- USD/JPY is off 15-month highs, under pressure below 111.00.
- DXY sees some fresh selling while the yen cheers Japan’s PM Suga’s comments.
- Focus shifts to US Durable Goods Orders for fresh impetus.
USD/JPY is making another attempt to regain the 111.00 level, reversing a dip from daily lows of 110.77.
At the time of writing, the spot trades 0.09% lower at 110.84, undermined a fresh bout of selling seen in the US dollar despite the higher Treasury yields.
Meanwhile, the yen draws support from the latest comments from the Japanese Prime Minister Yoshihide Suga, as he pledged to speed up vaccinations to boost the economic recovery.
Attention now turns towards the US data dump, including the Durable Goods, and the infrastructure stimulus updates for fresh trading impulse.
From a near-term technical perspective, the spot is testing the rising wedge hurdle at 111.00 on the daily chart, eyeing a daily closing above the last in order to confirm an upside breakout.
The bulls will then retest the 15-month tops of 111.11 reached a day before. The bullish target is envisioned at 111.50, a psychological level.
The 14-day Relative Strength Index (RSI) has turned south after testing the overbought territory, backing the latest correction.

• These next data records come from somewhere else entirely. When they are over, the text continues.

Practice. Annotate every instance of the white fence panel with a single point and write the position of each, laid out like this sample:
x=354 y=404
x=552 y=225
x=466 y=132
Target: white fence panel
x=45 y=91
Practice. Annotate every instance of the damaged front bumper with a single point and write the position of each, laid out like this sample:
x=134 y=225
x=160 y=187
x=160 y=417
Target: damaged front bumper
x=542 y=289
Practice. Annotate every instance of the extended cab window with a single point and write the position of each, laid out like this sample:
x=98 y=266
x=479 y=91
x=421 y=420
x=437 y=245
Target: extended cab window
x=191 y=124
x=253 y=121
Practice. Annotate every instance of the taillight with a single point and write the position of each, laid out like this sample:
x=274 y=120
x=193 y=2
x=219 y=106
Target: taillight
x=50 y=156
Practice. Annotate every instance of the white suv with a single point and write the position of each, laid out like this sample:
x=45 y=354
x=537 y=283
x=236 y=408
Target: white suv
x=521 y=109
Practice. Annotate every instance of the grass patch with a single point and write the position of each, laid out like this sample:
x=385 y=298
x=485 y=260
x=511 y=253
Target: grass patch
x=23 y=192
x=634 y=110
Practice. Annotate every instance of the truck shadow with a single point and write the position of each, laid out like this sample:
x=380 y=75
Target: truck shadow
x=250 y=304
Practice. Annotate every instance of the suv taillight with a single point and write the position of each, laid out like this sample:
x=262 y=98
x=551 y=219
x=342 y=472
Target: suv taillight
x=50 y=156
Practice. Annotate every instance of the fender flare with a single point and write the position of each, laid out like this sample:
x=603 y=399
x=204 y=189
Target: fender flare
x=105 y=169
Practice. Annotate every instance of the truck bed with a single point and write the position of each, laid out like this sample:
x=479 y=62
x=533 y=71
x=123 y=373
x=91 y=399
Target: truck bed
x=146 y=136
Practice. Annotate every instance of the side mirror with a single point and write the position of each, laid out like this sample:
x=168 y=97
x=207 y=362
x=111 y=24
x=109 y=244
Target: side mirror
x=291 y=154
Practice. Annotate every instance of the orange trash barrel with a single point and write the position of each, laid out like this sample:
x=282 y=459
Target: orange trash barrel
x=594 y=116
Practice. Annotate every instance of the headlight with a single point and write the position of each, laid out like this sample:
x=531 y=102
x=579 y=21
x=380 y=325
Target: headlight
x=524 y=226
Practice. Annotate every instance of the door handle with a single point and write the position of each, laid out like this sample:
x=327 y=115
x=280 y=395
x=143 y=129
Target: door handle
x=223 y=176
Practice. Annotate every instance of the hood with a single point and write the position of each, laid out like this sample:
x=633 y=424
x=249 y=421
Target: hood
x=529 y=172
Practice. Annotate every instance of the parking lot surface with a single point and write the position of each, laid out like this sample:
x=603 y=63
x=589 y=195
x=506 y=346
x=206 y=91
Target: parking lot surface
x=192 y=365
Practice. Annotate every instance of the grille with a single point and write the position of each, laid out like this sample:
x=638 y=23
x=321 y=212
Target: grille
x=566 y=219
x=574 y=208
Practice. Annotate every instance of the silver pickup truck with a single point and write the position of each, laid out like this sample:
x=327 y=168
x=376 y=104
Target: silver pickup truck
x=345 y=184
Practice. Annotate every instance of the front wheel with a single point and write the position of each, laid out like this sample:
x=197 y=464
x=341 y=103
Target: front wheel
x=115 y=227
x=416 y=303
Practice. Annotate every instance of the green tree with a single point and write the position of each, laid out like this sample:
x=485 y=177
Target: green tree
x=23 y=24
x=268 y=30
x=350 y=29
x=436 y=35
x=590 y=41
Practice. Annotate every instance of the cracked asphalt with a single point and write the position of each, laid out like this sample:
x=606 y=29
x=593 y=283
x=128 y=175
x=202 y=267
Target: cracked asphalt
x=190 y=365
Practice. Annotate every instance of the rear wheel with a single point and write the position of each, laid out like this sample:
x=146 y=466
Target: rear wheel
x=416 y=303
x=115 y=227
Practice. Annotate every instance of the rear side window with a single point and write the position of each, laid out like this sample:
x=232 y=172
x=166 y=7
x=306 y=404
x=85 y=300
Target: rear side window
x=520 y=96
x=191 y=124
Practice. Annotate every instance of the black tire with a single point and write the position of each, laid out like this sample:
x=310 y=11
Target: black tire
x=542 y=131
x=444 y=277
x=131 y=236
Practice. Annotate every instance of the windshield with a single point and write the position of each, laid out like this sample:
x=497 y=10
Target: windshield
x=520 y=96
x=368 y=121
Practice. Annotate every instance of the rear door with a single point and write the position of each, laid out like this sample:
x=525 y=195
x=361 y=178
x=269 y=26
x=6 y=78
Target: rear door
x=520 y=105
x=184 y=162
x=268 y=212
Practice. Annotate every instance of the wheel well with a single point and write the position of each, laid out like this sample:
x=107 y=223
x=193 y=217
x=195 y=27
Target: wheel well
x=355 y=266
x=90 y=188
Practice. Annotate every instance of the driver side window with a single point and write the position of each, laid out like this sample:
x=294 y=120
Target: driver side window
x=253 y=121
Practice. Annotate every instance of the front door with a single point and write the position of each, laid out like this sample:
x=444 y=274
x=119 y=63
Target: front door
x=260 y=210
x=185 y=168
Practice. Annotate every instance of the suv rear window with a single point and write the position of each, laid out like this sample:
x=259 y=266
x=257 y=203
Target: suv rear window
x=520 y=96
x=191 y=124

However, the bullish bias remains intact, given that the leading indicators still hold comfortably above the midline.
USD/JPY daily chart
However, if the bulls continue to face rejection above the rising wedge hurdle, a retracement towards Wednesday’s low of 110.62 cannot be ruled out.
June 18 highs at 110.48 could come to the rescue of the buyers.
Further south, the 21-Daily Moving Average (DMA) at 109.96 could challenge the bearish commitments.